- Born: September 14, 1921
- Died: May 22, 2018 (aged 96)

= Lu Chunling =

Lu Chunling (Lu Ch'un-ling (陆春龄, 陸春齡, Lù Chūnlíng); 14 September 1921 – 22 May 2018) was a Chinese dizi player and music educator.

Lu learnt how to play pipa and dizi from a neighbour, who was an amateur musician, in his childhood. He left school at about 15, and worked a taxi driver then a trishaw driver. Meantime, he was still learning from the local noted sizhu players.
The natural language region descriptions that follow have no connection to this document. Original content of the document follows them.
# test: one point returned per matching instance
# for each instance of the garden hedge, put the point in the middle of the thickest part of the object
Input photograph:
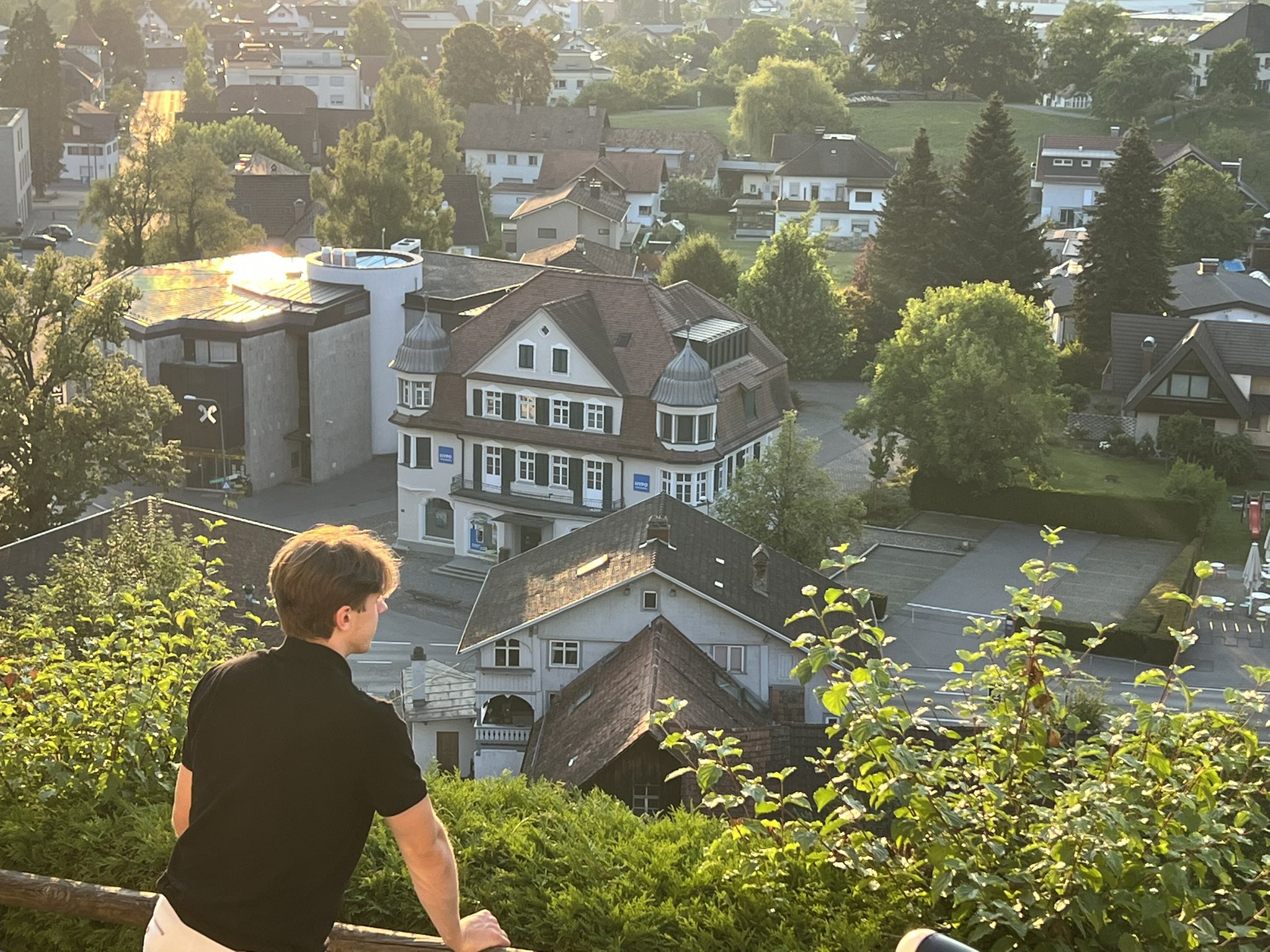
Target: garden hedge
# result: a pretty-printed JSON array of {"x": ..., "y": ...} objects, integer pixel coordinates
[{"x": 1094, "y": 512}]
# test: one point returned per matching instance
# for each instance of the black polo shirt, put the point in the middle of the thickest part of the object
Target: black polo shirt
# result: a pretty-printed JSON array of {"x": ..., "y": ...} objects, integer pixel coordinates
[{"x": 291, "y": 763}]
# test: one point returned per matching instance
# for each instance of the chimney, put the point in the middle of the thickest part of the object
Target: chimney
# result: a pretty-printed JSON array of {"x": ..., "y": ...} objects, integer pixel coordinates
[
  {"x": 419, "y": 678},
  {"x": 758, "y": 559}
]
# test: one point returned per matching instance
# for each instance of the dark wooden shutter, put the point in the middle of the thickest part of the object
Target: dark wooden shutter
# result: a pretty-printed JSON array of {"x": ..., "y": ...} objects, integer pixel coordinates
[{"x": 575, "y": 480}]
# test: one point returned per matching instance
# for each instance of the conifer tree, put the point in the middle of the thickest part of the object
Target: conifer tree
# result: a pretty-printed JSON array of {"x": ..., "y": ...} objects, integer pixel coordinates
[
  {"x": 910, "y": 248},
  {"x": 1126, "y": 267},
  {"x": 992, "y": 236}
]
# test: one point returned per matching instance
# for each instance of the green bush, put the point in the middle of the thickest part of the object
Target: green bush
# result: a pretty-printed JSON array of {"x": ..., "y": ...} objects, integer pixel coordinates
[{"x": 1118, "y": 516}]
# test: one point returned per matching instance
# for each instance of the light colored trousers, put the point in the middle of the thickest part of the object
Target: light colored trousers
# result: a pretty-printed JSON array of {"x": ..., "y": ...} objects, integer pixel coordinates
[{"x": 168, "y": 933}]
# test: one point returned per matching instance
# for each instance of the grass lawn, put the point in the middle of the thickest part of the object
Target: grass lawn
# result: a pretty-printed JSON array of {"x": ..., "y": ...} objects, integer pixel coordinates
[
  {"x": 1085, "y": 471},
  {"x": 841, "y": 263},
  {"x": 890, "y": 128}
]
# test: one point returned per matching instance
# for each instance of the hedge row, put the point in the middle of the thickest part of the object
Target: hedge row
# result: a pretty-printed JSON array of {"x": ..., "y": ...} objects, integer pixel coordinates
[{"x": 1118, "y": 516}]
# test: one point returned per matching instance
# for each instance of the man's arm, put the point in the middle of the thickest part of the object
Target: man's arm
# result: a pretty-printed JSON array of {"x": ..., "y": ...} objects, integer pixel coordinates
[
  {"x": 431, "y": 861},
  {"x": 180, "y": 803}
]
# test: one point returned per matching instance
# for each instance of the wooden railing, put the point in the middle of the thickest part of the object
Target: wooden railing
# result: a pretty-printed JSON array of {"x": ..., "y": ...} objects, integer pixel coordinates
[{"x": 111, "y": 904}]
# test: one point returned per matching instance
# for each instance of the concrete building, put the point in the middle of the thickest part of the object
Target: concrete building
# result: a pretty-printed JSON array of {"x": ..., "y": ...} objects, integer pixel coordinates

He continued his car driver job after 1949, for the PLA. He was well known for his artistry as a dizi soloist in the Shanghai Folk Ensemble (then Shanghai Traditional Orchestra) since 1952. He began to teach at the Shanghai Conservatory of Music in 1957, and became Associate Professor in 1978.

Lu was considered as a leading exponent of southern Chinese dizi (qudi) music, after 1949. Along with Ma Shenglong, Zhou Hao and Zhou Hui, they formed a Jiangnan sizhu music quartet, which was influential among contemporary Chinese music. His compositions include Jinxi (今昔, Today and Yesterday) and Jiangnanchun (江南春, South Yangtze In The Spring Time). The animated short film The Cowboy's Flute which published in 1963, is soundtracked by him.